Gibb attended several conferences, served on the conference planning committee for the 2016 conference in New Orleans, and also helped organize a regional meeting. When a member asked if he would consider a board position, he didn’t hesitate. He was elected to the EMBAC Board of Trustees in 2017 and promptly co-chaired the 2018 conference in Madrid, Spain. He is the currently the EMBAC treasurer, sits on the standing membership committee and ad hoc subcommittees including the Inclusion and Diversity Committee, and is involved in the Working Professionals Task Force.
“I thought if I could give back to the council, I would love it. For me, it’s a great opportunity to meet and share with others.”

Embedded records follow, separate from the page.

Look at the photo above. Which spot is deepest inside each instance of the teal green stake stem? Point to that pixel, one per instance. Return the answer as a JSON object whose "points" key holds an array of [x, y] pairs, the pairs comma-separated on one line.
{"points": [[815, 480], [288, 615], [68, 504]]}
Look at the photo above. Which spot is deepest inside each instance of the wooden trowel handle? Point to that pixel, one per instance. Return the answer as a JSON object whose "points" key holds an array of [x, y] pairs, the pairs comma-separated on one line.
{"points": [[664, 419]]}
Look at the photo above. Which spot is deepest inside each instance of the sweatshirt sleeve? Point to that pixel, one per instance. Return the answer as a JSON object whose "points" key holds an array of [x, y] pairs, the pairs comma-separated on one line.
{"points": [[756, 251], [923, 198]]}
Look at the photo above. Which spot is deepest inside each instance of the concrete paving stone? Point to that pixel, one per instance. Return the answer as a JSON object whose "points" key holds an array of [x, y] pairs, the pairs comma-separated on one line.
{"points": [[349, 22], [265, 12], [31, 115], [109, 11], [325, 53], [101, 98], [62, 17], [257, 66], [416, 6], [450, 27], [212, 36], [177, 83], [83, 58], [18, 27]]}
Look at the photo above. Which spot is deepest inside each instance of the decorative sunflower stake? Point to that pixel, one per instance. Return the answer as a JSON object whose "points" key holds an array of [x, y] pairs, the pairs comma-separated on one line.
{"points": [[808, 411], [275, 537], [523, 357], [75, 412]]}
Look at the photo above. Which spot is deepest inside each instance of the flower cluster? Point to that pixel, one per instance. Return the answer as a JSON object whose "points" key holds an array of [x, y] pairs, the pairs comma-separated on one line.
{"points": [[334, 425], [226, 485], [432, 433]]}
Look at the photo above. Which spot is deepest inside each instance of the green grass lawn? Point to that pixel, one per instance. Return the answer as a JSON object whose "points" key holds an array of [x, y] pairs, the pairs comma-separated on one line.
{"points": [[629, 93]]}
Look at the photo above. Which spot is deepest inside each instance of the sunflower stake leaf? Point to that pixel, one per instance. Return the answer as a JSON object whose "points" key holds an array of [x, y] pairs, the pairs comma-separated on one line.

Gibb also shared the following insights:
- My hobbies include: “Long-distance running and gardening.”
- My favorite city is: “Hong Kong and the Greater Bay Area. It is such a dynamic place where everybody is an entrepreneur, and the start-up mentality is always present. The scenery is beautiful, the food is fantastic, the people are friendly. I would love to spend more time in this region.”
- I'm most proud of: “Contributing to the global reach of HEC Paris and building such beneficial partnerships for international programming. I am also very proud of completing my own executive degree and learning from this experience.”
- I'm passionate about: “Geraniums. I like their vibrant colors.”
- My next project is: “Developing an online program for working professional with a consortium of global partners.”
- You may not know that: “I am a bee whisperer. It runs in my family. My grandfather had a large apple orchard with beehives, and I would help with the bees.”
- When I think about the Executive MBA Council, I think: Caring, sharing, passion for learning, passion for sharing.”